Claim: There exists a partition $X = \bigsqcup_{j \in J} X_j$ of $X$ into countably many Borel sets such that each $X_j$ has the following property: all the restricted measures $\mu_i|_{X_j}$ which do not vanish are mutually absolutely continuous.
I feel like this claim should follow from standard facts about decomposing measures. Is this true? Does anyone see a snappy proof?
Actually I think this claim should be false, per examples of the following type.
With a bit of fooling around, one convinces oneself that $X=[0,1]$ does not admit a countable partition respecting the above countable collection of measures, in the sense of my question.
On the other hand, one can show fairly easily that this can be done with an uncountable partition of $X$, though this is not at all helpful for the purpose I'd had in mind.
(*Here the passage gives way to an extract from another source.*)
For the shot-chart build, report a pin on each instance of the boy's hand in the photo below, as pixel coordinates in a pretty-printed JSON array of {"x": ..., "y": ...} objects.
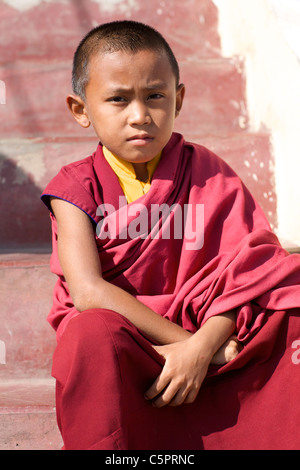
[{"x": 182, "y": 375}]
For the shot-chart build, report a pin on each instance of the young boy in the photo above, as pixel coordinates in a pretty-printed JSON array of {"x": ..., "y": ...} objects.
[{"x": 162, "y": 256}]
I'm writing an argument (certainly not the best one) for that below the fold, just so that I can record it somewhere.
For simplicity, assume each $\mu_i$ is a probability measure. Define a new probability measure $\lambda$ by $\lambda = \sum_{i=1}^\infty 2^{-i} \mu_i$. By construction, $\mu_i \ll \lambda$ for every $i$, so we may choose a Radon-Nikodym derivative $\frac{d \mu_i}{d \lambda}$. Let $Y_i$ denote the set of points $x \in X$ where $\frac{d \mu_i}{d \lambda}$ is nonzero. The main thing to note about $Y_i$ is that $\mu_i$ is zero on $X \setminus Y_i$ and mutually absolutely continuous to $\lambda|_{Y_i}$ on $Y_i$. We can push a bit further by considering, for each subset $S \subseteq I$, the corresponding "Venn diagram region" $X_S = \left(\bigcap_{i \in S} Y_i\right) \cap \left( \bigcap_{i \notin S} X \setminus Y_i \right)$. Observe that, for all $i \in S$, we have that $\mu_i|_{X_S}$ is mutually absolutely continuous with $\lambda|_{X_S}$ whereas, for $i \in I \setminus S$, we have that $\mu_i|_{X_S}=0$. The $\{X_S\}_{S \subseteq I}$ form a partition of $X$ with the desired property, but sadly there are $2^{|I|}$ of them.